In another life, I used to teach junior doctors. Not so much in lecture format — lectures are a pretty useless way of getting ideas and information across — but in small, interactive groups, often informally. I soon learned that they were very clued up about the detail of most things, and could recite it almost parrot fashion. Actually, they generally knew far more about these topics than I did. I thought that while some of their knowledge was useful, a lot of it wasn’t all that relevant, even if it was interesting. I also learned, and not just from them, that it’s often far harder to answer apparently simple questions — the sort that a child asks. And I learned that we actually know a lot more than we think, we just don’t realise that we know.
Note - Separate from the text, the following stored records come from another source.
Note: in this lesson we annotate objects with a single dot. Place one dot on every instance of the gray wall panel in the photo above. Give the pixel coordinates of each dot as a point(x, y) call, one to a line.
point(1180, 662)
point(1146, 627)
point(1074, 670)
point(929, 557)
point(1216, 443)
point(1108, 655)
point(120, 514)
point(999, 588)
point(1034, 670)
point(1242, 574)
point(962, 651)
Things that we learned in school, for example, often seem to be lost, forgotten. It’s a strange irony, but schooling often seems to destroy our ability to question as a child does. We don’t realise it at the time, but we are being moulded into the form that society deems to be appropriate and reasonable. And there is now the suspicion that the use of computers alters how we think.
Retrieving this forgotten knowledge doesn’t always come automatically. There are tricks — sorry, techniques — that are helpful, the sort of things that you might learn on a management course. SWOT analysis (strengths, weaknesses, opportunities, threats) and Kipling’s list (who, what, where, when why, how) are simple ones, and there are many hundreds more. And you can learn to think ‘out of the box’ and about ‘lateral thinking’.
Or you can just leave it to Google; someone else is bound to have an answer to your problem, if you can only formulate the question correctly. It’s fair enough to know where to find the information and the answers, rather than trying to remember everything; yet your own understanding won’t be improved by this second hand knowledge. For this you really need to question yourself. If you think you are rational, logical and empirical, then you’ll expect an explanation for (almost) everything. The answers won’t always be rational and logical, though.
Think of map reading and satellite navigation. The sat nav does all the work for you, so why bother to learn how to read maps? Well, you’ve only got to read a few horror stories of where the sat navs have taken people who blindly relied on them to realise that they are not infallible — and if the systems are turned off, you’re lost.
But you are happy to be reasonable, aren’t you? Here’s a quotation from George Bernard Shaw:
The reasonable man adapts himself to the world: the unreasonable persists in trying to adapt the world to himself. Therefore, all progress depends on the unreasonable man.